The “supporting terror” justification is also used to disqualify Arab [Palestinian] parties and candidates. Here, too, in almost every election since 2003, requests to disqualify Arab [Palestinian] parties and candidates have been filed — relying on flimsy and superficial evidence that allegedly proves their “support for terror.” Although the Knesset’s Central Elections Committee, in a preordained political ceremony, routinely disqualifies Arab [Palestinian] parties and candidates, the Supreme Court regularly overturns its decisions and allows Balad to run.
Removing the barriers to disqualification
At the same time, in the last few years, the Supreme Court has rejected potential candidates from Otzma Yehudit — Ben-Zion (Benzi) Gopstein, Baruch Marzel, and Michael Ben-Ari — on the grounds that they violated the third ground for disqualification — incitement to racism — after they had been proven to have continually and intensively incited against the Palestinian public, incitement that nearly reached the threshold of criminality.
Against the backdrop of these recent disqualifications, Otzma Yehudit secured the inclusion of Section 131 in its coalition agreement with the Likud late last year, which reads: “The government will work to amend Section 7A of Basic Law: Knesset so that the goal of the law will be actualized — to enable the disqualification of candidates who reject Israel as a Jewish and democratic state, or who incite to racism or support terror, and a situation will not arise in which the public faces discrimination whereby only one side is disqualified and supporters of terror are not disqualified.”
The Basic Law proposed by Katz, the Likud MK, essentially implements Section 131. It expands the legal grounds for preventing participation in elections in such a way that will only affect Arab [Palestinian] parties.
Firstly, the “supporting terror” justification will expand so as to include not only support for an armed struggle by an enemy state or a terrorist group, but also support for armed struggle by an individual, regardless of whether that person identifies with any organization or not. I will return later to this expansion and outline its consequences. Secondly, it proposes that a one-time expression of sympathy with or support for armed struggle could be considered “support for terror.” That is, a single expression of sympathy will be sufficient to qualify as “support for terror.”
Thirdly, according to the current legal situation, if multiple parties run in an election as a joint list, no single constituent party can be disqualified — for any of the stipulated grounds. In such a case, the party accused of wrongdoing is eligible because the only way to disqualify it would be to find evidence that would implicate all the parties in the list as a collective. However, according to Katz’s proposed Basic Law, this provision would change so that a party could be disqualified even if it is running as part of a joint list. Finally, the proposal would remove the Supreme Court as the approving body for disqualifying parties (after the disqualification decision of the Central Elections Committee); instead, the proposal states that the Supreme Court will act only as a court of appeals.

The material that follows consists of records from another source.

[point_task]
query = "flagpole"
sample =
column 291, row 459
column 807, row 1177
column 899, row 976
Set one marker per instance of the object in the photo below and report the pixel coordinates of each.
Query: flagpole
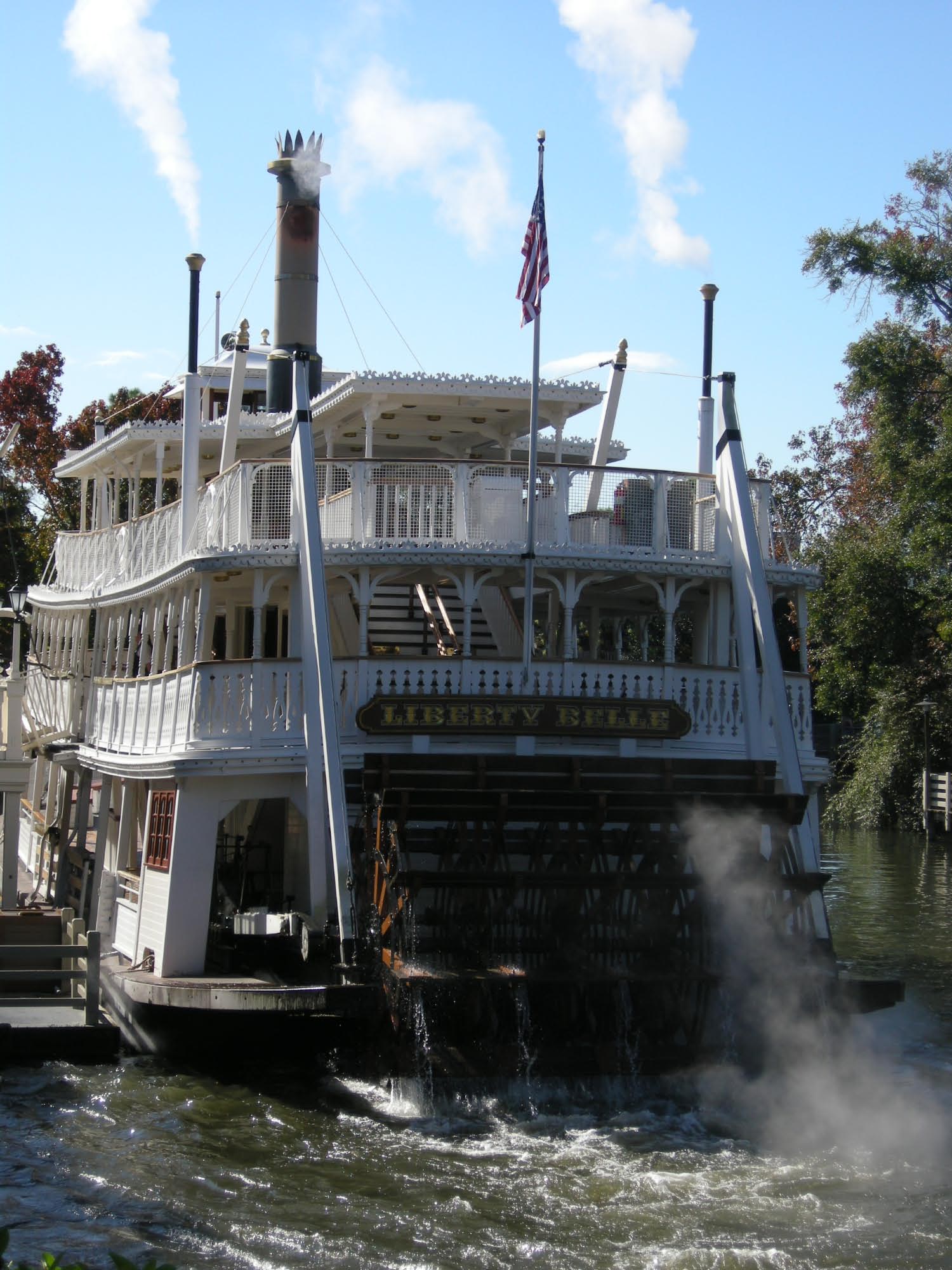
column 529, row 622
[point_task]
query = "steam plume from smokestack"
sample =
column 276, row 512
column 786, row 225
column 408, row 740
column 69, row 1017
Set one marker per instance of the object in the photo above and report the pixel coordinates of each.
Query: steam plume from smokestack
column 111, row 48
column 299, row 171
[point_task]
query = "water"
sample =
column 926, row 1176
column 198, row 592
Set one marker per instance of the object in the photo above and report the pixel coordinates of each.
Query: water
column 836, row 1168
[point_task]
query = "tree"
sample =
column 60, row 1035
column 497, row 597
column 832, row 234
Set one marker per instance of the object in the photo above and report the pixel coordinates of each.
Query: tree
column 35, row 506
column 874, row 491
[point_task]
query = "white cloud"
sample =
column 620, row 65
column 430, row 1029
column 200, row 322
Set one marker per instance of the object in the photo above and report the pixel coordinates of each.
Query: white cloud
column 638, row 361
column 111, row 48
column 638, row 51
column 444, row 145
column 119, row 358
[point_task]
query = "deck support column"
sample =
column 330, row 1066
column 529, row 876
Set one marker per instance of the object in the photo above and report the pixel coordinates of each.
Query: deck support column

As a consequence of this proposed amendment, the Supreme Court will not be able to examine the evidence presented against a party or a candidate to determine whether they should be disqualified, but will only be able to examine the reasonableness of the Central Election Committee’s decision, and to intervene in situations it deems extremely unreasonable. In practice, the Supreme Court is not eager to apply the reasonableness standard against governing authorities like the Central Elections Committee. Additionally, if the reasonableness standard is abolished as part of the judicial overhaul, the Supreme Court’s ability to intervene in cases of candidate or party disqualification will be significantly reduced, perhaps even erased entirely. And so, if the proposed amendment to the Basic Law is adopted, it will be nearly impossible for the Supreme Court to reverse a decision by the Central Elections Committee. The result will be that the disqualification of Arab [Palestinian] parties will stand.
Against a state of all its citizens
It would be natural to blame the current proposal, which seeks to entrench the anti-Palestinian bias of elections law, on the far-right government and its extremist and racist positions. The government is certainly playing a role in the process. But the earliest echoes of the proposal came about from the government prosecutor’s office — represented by the previous attorney general, Avichai Mandelblit — as part of the legal proceedings seeking to disqualify Arab [Palestinian] parties running as a joint list.

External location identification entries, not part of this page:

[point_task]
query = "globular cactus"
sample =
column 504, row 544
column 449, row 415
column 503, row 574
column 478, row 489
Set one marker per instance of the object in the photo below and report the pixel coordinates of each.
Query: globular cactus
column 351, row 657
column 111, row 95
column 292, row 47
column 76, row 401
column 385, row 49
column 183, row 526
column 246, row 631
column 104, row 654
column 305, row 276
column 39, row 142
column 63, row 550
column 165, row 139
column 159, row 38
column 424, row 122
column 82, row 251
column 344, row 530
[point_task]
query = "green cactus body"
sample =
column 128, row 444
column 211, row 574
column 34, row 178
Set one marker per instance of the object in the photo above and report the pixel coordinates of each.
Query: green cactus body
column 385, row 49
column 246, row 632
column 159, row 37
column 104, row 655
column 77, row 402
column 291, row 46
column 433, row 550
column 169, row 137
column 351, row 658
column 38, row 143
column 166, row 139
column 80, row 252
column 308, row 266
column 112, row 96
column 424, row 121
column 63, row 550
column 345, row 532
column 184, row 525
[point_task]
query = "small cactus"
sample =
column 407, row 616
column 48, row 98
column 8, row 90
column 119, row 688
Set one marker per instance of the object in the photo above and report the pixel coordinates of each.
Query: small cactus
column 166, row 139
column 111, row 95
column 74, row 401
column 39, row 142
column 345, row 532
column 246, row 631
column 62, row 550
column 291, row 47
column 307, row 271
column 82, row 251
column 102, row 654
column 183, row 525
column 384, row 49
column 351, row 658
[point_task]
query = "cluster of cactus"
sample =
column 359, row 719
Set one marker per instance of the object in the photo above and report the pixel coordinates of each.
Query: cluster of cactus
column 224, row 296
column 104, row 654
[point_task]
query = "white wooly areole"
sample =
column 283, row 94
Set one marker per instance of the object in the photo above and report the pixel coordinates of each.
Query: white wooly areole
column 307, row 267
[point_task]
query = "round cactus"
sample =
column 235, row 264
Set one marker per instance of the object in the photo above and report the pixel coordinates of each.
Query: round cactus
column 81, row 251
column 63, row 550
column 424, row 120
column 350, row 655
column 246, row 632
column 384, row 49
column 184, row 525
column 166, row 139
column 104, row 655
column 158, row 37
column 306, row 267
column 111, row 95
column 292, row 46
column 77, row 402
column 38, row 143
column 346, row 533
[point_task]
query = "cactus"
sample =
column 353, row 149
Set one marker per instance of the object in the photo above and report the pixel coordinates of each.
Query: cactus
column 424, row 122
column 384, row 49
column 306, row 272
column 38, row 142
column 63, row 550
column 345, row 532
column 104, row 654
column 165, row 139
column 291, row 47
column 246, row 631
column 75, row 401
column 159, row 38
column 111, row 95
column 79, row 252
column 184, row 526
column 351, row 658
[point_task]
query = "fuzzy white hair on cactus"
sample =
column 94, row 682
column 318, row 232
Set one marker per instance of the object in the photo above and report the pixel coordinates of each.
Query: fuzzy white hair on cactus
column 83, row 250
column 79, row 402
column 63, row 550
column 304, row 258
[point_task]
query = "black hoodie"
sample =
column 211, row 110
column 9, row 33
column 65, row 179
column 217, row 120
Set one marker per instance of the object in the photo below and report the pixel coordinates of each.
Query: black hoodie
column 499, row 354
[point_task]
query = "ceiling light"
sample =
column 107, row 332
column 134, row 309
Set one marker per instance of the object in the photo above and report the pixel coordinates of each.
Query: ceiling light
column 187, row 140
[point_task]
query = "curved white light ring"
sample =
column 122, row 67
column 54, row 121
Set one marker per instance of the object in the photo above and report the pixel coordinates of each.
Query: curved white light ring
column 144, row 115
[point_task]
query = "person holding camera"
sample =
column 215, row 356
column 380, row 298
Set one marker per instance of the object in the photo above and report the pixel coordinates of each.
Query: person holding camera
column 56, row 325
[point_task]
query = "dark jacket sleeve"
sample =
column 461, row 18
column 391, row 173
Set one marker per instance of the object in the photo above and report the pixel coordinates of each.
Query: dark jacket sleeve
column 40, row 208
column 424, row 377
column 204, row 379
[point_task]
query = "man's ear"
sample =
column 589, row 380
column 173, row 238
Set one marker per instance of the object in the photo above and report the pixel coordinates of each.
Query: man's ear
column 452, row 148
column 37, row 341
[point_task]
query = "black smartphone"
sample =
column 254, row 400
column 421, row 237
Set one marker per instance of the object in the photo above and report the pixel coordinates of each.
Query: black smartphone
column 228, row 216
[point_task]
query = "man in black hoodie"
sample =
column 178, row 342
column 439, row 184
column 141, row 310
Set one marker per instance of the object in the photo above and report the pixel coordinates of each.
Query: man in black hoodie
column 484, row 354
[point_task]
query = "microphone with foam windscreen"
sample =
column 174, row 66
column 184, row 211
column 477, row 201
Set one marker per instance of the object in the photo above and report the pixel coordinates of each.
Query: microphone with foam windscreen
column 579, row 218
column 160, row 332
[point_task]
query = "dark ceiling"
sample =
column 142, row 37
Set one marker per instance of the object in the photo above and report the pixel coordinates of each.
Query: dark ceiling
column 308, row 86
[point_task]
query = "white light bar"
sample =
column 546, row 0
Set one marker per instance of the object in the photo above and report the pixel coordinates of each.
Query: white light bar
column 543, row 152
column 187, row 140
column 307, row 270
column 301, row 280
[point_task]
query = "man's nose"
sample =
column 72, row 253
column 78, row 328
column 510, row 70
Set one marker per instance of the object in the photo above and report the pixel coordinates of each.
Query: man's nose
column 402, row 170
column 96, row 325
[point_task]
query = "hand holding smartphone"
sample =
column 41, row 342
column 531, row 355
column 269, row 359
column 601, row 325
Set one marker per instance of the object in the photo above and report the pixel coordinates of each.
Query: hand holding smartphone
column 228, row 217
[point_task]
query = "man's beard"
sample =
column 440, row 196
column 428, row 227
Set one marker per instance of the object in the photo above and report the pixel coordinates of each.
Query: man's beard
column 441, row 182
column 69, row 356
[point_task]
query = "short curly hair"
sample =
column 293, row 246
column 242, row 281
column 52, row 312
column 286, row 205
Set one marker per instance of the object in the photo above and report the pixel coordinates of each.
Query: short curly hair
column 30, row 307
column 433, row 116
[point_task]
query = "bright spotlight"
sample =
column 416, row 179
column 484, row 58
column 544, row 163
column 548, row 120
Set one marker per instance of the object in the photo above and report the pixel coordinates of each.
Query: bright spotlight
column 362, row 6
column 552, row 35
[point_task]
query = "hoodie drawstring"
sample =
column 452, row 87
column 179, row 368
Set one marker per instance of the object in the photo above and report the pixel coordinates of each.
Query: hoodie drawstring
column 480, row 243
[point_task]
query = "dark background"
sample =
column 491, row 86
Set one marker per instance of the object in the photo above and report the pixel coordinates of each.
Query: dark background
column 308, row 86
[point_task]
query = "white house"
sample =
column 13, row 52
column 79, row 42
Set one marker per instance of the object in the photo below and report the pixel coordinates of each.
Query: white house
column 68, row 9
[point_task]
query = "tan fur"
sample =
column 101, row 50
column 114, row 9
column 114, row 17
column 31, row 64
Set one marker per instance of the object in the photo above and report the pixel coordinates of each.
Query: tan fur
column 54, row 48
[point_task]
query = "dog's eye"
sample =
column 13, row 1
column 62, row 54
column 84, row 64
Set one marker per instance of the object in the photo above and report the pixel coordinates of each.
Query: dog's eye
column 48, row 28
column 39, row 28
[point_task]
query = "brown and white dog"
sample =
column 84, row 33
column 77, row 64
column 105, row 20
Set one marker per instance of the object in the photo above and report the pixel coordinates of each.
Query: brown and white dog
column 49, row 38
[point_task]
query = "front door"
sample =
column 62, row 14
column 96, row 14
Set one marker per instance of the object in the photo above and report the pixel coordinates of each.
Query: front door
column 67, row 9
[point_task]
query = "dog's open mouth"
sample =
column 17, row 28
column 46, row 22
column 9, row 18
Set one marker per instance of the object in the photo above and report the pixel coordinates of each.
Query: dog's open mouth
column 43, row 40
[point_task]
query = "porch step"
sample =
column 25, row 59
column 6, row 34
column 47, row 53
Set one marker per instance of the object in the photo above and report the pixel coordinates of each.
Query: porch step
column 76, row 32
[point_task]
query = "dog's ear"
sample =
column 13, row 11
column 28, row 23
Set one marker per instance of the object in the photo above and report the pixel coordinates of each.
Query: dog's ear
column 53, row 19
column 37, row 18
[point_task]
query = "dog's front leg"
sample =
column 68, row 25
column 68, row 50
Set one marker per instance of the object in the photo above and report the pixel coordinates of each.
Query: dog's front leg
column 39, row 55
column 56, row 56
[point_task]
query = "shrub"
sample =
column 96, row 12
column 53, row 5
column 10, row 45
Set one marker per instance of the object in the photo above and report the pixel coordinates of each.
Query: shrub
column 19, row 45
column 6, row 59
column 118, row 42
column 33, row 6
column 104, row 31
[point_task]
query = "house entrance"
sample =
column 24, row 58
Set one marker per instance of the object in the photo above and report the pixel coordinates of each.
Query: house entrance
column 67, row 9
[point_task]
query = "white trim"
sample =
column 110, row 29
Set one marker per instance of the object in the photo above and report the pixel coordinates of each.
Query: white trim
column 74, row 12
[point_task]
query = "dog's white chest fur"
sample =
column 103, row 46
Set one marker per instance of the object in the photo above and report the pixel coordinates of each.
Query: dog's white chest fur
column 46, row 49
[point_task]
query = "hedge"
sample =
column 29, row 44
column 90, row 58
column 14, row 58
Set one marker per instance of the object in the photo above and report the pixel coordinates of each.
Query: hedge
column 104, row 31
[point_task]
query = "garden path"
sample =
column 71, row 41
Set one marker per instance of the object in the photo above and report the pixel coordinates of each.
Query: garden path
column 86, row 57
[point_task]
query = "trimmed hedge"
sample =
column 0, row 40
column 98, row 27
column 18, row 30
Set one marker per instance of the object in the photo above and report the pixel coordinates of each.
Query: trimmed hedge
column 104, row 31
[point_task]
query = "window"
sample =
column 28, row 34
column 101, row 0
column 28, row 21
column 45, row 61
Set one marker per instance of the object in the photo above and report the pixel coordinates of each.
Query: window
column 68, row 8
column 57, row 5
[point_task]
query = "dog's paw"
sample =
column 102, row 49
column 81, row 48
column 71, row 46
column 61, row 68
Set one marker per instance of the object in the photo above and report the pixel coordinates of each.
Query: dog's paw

In 2019, a joint list of Ra’am and Balad ran in the election for the 21stt Knesset. Likud submitted a disqualification request to the Central Election Committee, with evidence presented against Balad as an independent party, but nothing against the entirety of the joint Ra’am-Balad list. The evidence against Balad was focused on the proposal its representatives had brought during the 20th Knesset called “Basic Law: A State of All Its Citizens.” Balad representatives brought the proposal in response to the successful first vote on “Basic Law: Israel as the Nation-State of the Jewish People,” and represented an attempt to actualize the political ideas at the heart of Balad’s platform.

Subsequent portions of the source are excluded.